On Tue, May 12, 2026 at 11:45:14PM +0800, Ming Lei wrote:
On Tue, May 12, 2026 at 02:40:21PM +0200, Peter Zijlstra wrote:
On Tue, May 12, 2026 at 02:04:32PM +0200, Peter Zijlstra wrote:
On Tue, May 12, 2026 at 04:59:39PM +0800, Ming Lei wrote:
On preemptible kernels, a deadlock can occur when a task with plugged IO
calls schedule_preempt_disabled():

schedule_preempt_disabled()
sched_preempt_enable_no_resched() // preemption now enabled
schedule() // <-- preemption can happen here
sched_submit_work()
blk_flush_plug()

After sched_preempt_enable_no_resched() re-enables preemption, the task
can be preempted (e.g., by a higher-priority RT task) before reaching
blk_flush_plug() in sched_submit_work(). Since the task's state is
already TASK_UNINTERRUPTIBLE (set by the mutex/rwsem slowpath caller),
requests in current->plug remain unflushed for an unbounded time.

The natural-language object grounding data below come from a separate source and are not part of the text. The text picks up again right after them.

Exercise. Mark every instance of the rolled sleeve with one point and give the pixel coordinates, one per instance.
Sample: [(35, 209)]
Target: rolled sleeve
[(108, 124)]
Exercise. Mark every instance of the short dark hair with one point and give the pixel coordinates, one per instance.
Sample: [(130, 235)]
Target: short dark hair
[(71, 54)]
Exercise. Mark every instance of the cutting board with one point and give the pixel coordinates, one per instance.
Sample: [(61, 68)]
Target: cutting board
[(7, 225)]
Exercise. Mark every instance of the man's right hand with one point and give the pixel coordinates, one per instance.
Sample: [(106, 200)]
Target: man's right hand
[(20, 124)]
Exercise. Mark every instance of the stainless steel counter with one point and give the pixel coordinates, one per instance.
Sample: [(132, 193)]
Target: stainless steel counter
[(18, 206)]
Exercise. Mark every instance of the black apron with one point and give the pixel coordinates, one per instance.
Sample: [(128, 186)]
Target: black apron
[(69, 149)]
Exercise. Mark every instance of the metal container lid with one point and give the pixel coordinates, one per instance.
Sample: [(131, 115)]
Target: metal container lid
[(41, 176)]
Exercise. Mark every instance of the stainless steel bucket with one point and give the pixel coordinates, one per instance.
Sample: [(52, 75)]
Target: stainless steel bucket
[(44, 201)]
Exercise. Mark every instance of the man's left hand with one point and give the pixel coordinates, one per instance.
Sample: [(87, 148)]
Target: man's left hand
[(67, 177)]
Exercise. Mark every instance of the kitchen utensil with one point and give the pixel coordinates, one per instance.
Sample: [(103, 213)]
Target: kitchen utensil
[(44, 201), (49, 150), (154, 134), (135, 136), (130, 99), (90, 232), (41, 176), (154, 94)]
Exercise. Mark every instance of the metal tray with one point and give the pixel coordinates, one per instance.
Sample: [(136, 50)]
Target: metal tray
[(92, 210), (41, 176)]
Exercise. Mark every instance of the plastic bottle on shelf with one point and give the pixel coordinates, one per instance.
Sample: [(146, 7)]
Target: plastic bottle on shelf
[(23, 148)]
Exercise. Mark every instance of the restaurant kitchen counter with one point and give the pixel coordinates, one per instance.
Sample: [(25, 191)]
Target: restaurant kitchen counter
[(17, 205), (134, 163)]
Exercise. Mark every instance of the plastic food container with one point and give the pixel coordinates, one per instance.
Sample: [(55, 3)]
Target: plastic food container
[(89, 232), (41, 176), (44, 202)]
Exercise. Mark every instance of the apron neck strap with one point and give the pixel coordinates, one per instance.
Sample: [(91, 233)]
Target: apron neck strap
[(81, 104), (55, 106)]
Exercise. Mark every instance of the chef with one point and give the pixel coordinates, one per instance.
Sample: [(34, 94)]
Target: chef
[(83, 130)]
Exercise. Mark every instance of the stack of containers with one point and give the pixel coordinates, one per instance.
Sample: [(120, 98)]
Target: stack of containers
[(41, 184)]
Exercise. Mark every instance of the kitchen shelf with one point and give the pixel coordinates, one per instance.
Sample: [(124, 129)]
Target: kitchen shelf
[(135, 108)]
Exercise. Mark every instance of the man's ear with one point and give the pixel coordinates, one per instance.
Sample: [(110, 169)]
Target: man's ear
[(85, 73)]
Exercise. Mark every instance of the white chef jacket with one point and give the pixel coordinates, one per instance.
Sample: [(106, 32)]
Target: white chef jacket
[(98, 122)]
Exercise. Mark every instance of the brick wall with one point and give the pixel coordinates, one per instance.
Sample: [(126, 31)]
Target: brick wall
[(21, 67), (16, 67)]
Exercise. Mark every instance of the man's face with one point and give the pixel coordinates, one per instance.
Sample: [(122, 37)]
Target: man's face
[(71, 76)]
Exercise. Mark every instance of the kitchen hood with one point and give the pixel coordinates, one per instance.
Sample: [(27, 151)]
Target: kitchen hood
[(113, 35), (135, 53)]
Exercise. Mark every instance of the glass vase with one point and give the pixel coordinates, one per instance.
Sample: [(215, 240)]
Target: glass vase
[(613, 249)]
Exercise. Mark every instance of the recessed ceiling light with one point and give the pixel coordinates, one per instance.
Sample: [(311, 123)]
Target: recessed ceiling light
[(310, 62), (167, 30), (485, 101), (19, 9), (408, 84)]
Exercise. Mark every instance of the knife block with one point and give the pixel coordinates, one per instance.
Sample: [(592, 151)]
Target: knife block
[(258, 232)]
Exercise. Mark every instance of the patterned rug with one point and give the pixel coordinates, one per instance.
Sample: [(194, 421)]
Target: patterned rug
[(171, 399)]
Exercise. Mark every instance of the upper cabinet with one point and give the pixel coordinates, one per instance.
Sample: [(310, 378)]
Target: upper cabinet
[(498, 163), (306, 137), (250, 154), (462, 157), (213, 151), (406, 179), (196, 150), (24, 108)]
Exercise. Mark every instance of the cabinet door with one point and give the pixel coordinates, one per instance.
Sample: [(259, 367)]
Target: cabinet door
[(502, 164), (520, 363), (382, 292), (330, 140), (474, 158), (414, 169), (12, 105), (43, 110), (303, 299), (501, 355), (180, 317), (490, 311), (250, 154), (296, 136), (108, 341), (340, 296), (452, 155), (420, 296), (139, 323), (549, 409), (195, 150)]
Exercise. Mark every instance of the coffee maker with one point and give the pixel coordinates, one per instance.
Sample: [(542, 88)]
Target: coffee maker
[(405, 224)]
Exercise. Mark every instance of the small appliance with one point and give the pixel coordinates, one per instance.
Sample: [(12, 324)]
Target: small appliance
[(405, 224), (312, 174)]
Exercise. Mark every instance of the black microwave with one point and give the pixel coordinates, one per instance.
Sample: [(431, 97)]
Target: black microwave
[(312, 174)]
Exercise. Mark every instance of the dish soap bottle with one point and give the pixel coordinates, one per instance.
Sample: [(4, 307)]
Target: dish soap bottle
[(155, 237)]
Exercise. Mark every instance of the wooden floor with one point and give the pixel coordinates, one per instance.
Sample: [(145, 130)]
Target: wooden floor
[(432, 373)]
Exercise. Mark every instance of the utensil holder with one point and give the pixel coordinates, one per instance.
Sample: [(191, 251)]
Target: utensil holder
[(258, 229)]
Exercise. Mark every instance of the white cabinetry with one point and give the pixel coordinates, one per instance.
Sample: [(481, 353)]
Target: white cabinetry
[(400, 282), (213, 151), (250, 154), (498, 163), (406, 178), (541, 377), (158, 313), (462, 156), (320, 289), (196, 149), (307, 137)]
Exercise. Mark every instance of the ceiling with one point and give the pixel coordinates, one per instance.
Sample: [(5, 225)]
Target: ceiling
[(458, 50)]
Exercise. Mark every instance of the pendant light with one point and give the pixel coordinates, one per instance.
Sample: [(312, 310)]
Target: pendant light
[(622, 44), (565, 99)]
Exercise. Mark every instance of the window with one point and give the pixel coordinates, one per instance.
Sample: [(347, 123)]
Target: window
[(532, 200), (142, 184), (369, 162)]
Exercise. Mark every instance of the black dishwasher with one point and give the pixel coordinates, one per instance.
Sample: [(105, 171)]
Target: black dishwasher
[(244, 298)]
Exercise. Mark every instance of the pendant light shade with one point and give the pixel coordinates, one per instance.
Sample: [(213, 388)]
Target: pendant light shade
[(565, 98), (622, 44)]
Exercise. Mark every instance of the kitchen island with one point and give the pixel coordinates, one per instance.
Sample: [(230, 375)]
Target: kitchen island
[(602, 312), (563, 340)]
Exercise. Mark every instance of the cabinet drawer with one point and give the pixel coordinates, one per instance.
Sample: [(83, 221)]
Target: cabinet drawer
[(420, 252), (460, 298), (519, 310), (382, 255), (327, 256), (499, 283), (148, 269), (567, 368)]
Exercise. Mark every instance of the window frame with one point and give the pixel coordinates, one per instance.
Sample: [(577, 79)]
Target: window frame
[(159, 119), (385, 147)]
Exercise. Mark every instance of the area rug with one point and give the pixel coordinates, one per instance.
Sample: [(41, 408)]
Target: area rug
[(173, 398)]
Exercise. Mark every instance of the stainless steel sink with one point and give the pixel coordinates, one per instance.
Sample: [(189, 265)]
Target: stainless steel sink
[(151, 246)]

If another task depends on those plugged requests to make progress (e.g.,
to release a lock the sleeping task needs), a deadlock results:

- Task A (writeback worker): holds plugged IO, preempted before
flushing, stuck on run queue behind higher-priority work
- Task B: waiting for IO completion from Task A's plug, holds a lock
that Task A needs to be woken up

My memory is hazy around io_schedule but the above reads really weird to me.
A task, regardless of its current state stays on the runqueue when
preempted, so the condition is temporary. As soon as the preempted task can
get CPU, it should unwind the situation. That's not a deadlock. Is the
problem that there can be preemption-induced delay in flushing the plugs?

IMO, preempting a `!TASK_RUNNING` task can be thought as effective sleep,

No it cannot be. Preemption ignores task state.

Yeah, I get similar conclusion too with AI's assistance.

But both two reports show that the preempted task aren't switched back for
long enough time, can you share any idea for Michael & Xiaosen to investigate
further from scheduler side?

https://lore.kernel.org/linux-block/20260417082744.30124-1-michael@xxxxxxxxxxxxxxxxx/

https://lore.kernel.org/linux-block/5660795d-87de-46f5-add4-7729a02225ef@xxxxxxxxxxxxxxxx/


Thanks,
Ming

--
Regards,
Michael Wu